創業地「川元」の秋田流寒仕込みと六号酵母

1946年、長野県「真澄」で醗酵力が強く近代的な華やかな香りの酵母が発見されました。
のちに全国の多くの蔵元が採用し全盛を誇る七号酵母です。鶴田百治初代杜氏が発見者であり創業から六号酵母にこだわってきた高清水も、その活用を模索し試験醸造をしました。六号よりも醗酵力が強い七号。醪は若干早く動くため前半を冷やして経過させる必要があり、酛おろしなど多くの作業に微妙なズレが生じ、六号と七号の共存には多くの作業変更を伴いました。

 

理論上は可能なはずの酒質向上が思うように叶わない。それは蔵人たちの身体と頭に染み付いた六号仕様の緻密な手仕事が要因だったそうです。かける手間暇のわりに七号の特徴が十分に発揮されない。酒造りは理屈ではないと悟り「六号は川元の水にあう」という言葉が生まれます。これは単に井戸水の成分的な意味だけでなく、蔵人の技(慣れ)を意味しており、多くの蔵人に刻まれた初代杜氏鶴田百治の所作と哲理が、六号を変えることを許さなかったのでしょう。
高清水はこのとき「六号を止めることを止める」決断をします。

 

”秋田吟醸酒の父”花岡正庸氏。精米の重要さを「白米係が泣く想いで仕上げた」と表現しました。
麹は普通より10時間長く時間をかける「4日麹」、酒母は高くても15℃で20日以上、醪は10℃前後で発酵させ、通常17~20日のところを30日以上。それまでの常識を変え、先人たちが雪国秋田に定着させた偉大な醸造法です。
醸造技術の向上、米の品種改良、衛生環境、気候温暖化と酒造りを取り巻く環境は当時とは大きく違い、必要な日数や時間もいまとは違います。それでも考え方の礎はここにあります
。現代の酒造りをもってこの伝統の味わいをしっかりと受け継いでいます。

 

秀麗無比シリーズ第二弾
川元本社蔵の五代目杜氏菊地格が継承する秋田の吟醸造り。
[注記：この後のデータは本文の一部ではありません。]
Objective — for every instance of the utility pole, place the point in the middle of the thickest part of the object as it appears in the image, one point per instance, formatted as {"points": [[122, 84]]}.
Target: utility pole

濾過せず加水せず素の姿でお届けします。室温、ぬる燗、割水、ロックなど温度帯や度数の変化でみせる豊かな表情。和食の枠にとどまらず、多国籍料理とのマリアージュ、カクテルベースに。全国で秋田酒が万能と言われる所以がここにあります。
”酒の国”秋田に生まれた幸せ、秋田に生きる悦び。秀麗無比なる無濾過純米原酒を思う存分堪能してください。

 

ひと手間かけ秋田の文化を「粋」に愉しむ
◆オンザロックにひと手間かける

4~5cmほどに粗砕するクラックドアイス、袋に入れ叩き細かく砕くクラッシュドアイス、四角に作るキューブアイス。用途に応じていろいろな種類の氷がありますが、このお酒にオススメするのは丸く硬い氷の「ランプオブアイス」。(丸氷用アイストレーを使用し家庭用冷凍庫でつくることが可能です)溶解がスピードが遅いため、加水の過程による「味わいと香りの変化」をしっかり感じることができます。一杯のグラスの中で、お酒の変化と魅力を存分に感じられる。調整しない濃醇なこのお酒にはうってつけの愉しい飲み方です。